I was recently discussing this concept of rebalancing with a client whose vocation is farming. He made this comment, “So I had 100 pigs before the market went down, now I still have 100 pigs, but they’re just leaner right now.” Yes, you still have the 100 pigs they are just skinnier in the current environment. But….because a few of the pigs are fat we are going to send a couple of them to the market and trade for several skinny pigs to add to the fold. You see, we are looking at it from a long-term perspective, recognizing that different seasons bring different conditions for the pigs.
Currently the only pigs that are really fat are the large growth companies. Many other areas of the market, especially US small/value companies along with emerging and developed international markets, are the skinny pigs right now (COVID crunch). However, this is also a cautionary tale. When one area of the market is predominantly up, the tendency is to grab more fat pigs rather than looking to the skinny pigs and the long-term value breakdown. This is why discipline is so important with continued rebalancing, otherwise we get too heavily weighted in one area.

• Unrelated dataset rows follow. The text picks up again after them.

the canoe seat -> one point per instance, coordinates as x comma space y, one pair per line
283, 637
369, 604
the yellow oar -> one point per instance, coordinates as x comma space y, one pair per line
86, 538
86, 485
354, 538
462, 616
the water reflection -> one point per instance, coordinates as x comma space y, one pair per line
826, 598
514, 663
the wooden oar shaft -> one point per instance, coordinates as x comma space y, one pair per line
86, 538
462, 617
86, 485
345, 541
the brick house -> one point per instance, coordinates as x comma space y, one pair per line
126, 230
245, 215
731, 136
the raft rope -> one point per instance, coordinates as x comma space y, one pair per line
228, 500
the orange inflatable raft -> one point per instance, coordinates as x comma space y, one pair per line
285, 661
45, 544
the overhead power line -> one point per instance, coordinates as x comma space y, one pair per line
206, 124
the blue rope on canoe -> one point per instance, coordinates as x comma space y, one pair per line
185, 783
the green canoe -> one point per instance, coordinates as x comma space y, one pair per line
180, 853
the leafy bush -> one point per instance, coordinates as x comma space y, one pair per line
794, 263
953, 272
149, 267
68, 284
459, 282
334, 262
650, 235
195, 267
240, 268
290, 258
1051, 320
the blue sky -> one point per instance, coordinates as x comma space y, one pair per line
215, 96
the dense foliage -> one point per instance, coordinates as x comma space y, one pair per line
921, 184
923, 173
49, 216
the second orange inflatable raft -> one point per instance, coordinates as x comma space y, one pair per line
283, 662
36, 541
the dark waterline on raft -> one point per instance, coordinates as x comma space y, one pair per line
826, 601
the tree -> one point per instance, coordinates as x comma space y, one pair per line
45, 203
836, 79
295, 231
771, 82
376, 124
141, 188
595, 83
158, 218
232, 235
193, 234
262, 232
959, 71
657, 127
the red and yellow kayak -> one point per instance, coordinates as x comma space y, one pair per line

A great example is looking at the Standard & Poors 500 index which is made up of 500 US large companies. Currently five US large tech companies: Google, Facebook, Apple, Microsoft, and Amazon make up 23%. Majority of the portfolios we analyze are already weighted heavy to the large growth side. A compounding factor is how heavily the large index is weighted to just a few companies. It’s a reminder, this is how many people lost huge amounts of wealth in the tech bubble of the early 2000s. We are seeing that set up all over again, in the same area ironically. A well-diversified portfolio is rarely sexy so to speak, but is sustainably producing, long-term financial security, historically.
Academically we must do what is counterintuitive to our human nature, currently run toward the pain (buying small and value currently) and run away from the pleasure (selling US large growth companies).